Я охотно дал свое согласие и решил, что пойду с женой, так как моя теща особенно настоятельно меня приглашала. Остаток мяса мы решили перенести после возвращения. Но ночью я увидел вещий сон. Тот юноша, который часто являлся ко мне, когда я занимался охотничьей магией, вошел, как всегда, через верхнее отверстие палатки и остановился передо мной. «Не ходи, – сказал он мне, – туда, куда ты собираешься отправиться завтра. Знай, если ты не последуешь моему совету, то с тобой случится беда. Посмотри туда», – продолжал он, указывая в противоположном направлении, и я увидел приближавшихся ко мне Ша-гвау-ку-синка, Ме-цхик-ко-наума и других друзей. Потом юноша показал вверх, где надо мной летал маленький ястреб, привязанный за хвост. Юноша не произнес больше ни одного слова и покинул палатку через входное отверстие. Я тотчас проснулся, охваченный тревогой, и уже не мог заснуть. Утром я сказал жене, что не смогу сопровождать ее. «Почему ты не можешь пойти со мной, ведь ты вчера обещал?!» – спросила жена. Тогда я рассказал ей свой сон, но она упрекнула меня в трусости и так настоятельно уговаривала, что я наконец уступил ее просьбам.

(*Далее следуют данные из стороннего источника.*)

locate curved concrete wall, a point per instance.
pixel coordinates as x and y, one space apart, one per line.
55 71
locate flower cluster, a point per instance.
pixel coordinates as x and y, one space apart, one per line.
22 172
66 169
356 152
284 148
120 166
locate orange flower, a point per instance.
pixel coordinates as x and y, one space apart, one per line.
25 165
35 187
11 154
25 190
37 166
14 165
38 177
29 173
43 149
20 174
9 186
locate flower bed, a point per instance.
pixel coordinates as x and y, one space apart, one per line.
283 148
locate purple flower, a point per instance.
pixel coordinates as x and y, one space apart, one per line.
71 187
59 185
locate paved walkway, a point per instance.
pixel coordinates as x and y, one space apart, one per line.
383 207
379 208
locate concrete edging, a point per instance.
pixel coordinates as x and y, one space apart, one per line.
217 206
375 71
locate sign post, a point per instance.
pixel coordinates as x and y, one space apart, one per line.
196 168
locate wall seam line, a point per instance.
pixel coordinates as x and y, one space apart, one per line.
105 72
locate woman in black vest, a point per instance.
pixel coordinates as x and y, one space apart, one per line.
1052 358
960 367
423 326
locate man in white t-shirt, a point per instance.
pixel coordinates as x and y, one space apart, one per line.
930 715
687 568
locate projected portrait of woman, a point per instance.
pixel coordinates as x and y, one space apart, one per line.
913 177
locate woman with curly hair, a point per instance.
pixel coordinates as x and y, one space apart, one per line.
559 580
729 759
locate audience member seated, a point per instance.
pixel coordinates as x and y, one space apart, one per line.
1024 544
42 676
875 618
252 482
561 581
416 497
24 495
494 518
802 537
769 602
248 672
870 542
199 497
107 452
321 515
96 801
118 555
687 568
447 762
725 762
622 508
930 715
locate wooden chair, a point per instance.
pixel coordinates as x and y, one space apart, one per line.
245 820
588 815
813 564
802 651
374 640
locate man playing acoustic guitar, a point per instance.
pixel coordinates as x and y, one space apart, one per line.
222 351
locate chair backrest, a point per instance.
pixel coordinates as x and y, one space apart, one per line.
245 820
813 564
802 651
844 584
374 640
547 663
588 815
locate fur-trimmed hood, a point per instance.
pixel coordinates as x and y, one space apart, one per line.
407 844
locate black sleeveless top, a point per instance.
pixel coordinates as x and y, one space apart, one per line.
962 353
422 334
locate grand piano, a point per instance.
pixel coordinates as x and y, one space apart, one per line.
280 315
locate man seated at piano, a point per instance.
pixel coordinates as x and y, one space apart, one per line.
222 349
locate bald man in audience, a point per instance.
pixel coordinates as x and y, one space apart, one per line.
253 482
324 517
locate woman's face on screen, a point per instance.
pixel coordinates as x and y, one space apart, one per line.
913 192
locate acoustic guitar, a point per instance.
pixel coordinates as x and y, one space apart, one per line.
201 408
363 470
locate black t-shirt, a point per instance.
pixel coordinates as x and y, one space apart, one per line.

Утром я сказал детям, что к нам в палатку придут их дядя и другие родичи, велел передать им, что должен вернуться в полдень, а если к этому времени не вернусь, значит, меня убили. Едва мы с женой отошли ярдов на 200 от палатки, как я увидел маленького ястреба, похожего на того, который летал надо мной во сне. Я понял, что мне дается еще одно предупреждение о грозящей беде, и сказал жене, что дальше не пойду. Но, видя, что я поворачиваю назад, жена начала опять смеяться над моими опасениями и плохими предчувствиями. Зная, с каким предубеждением относились ко мне теща и ее семья, я понимал, что мой отказ навестить ее еще усилит наш разлад. Из этих соображений я решил продолжить свой путь, хотя сознавал, что напрасно дал себя уговорить.